Setelah Moritz mengunci rumahnya, mereka segera menaiki lembah. Lalu masuk ke hutan. Moritz merapalkan beberapa mantra pendeteksi. Karena bukan serigala grizzly dan anjing tempurung yang ia khawatirkan, tapi hal lain yang ia belum yakin tentang itu.
Sekitar lima hari yang lalu, ketika Moritz menemukan Beng dan kawan – kawannya dicegat serigala grizzly di hutan vaughtort. Moritz tidak berpikir bahwa serigala grizzly atau Beng dan kawan – kawannya yang salah. Tapi karena Moritz merasa ada yang menggunakan sihir medan luas pada hutan.
(Lagipula… baik serigala grizzly atau anjing tempurung seharusnya nggak bisa mencium bau Beng.
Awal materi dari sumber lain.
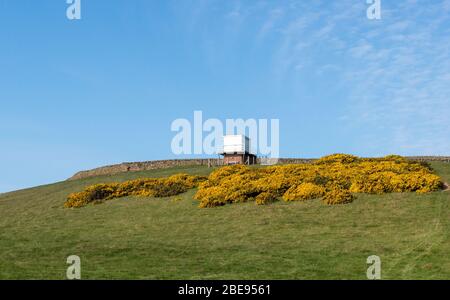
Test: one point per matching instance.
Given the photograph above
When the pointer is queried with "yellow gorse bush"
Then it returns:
(334, 178)
(148, 187)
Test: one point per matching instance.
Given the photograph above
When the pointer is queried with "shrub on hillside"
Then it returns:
(335, 178)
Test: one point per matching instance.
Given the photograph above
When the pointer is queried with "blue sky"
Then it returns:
(104, 89)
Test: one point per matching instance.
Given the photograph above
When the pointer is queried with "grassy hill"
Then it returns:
(171, 238)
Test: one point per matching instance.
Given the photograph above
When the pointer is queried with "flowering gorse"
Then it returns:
(334, 178)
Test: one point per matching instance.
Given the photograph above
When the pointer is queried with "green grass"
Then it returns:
(147, 238)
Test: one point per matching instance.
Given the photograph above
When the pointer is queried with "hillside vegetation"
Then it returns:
(172, 238)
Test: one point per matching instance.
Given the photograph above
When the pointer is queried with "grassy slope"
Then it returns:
(166, 239)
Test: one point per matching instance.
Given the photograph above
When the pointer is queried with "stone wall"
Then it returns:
(162, 164)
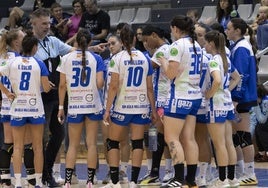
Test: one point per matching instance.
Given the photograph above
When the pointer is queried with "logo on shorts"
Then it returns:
(174, 51)
(112, 63)
(213, 64)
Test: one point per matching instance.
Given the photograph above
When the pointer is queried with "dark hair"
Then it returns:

Aku telah memasang sihir kamuflase bau tingkat empat pada semua penduduk Desa Vaughtort, sedangkan makhluk di sekitar ini hanya sampai tingkat tiga.)
(Dan baik serigala grizzly dan anjing tempurung, nggak akan datang kalau nggak ada bau. Lalu siapa? Atau… apa?)
Moritz selalu terbiasa mengungkapkan permasalahannya lewat batinnya sendiri. Baginya, bila bisa meminimalisir seseorang untuk takut, ia lebih baik nggak memberitahukan fakta tersebut.
(*”Kau butuh bantuan, sobat?”*)
Tipikal suara dalam dan bergema menyahut dalam benak Moritz.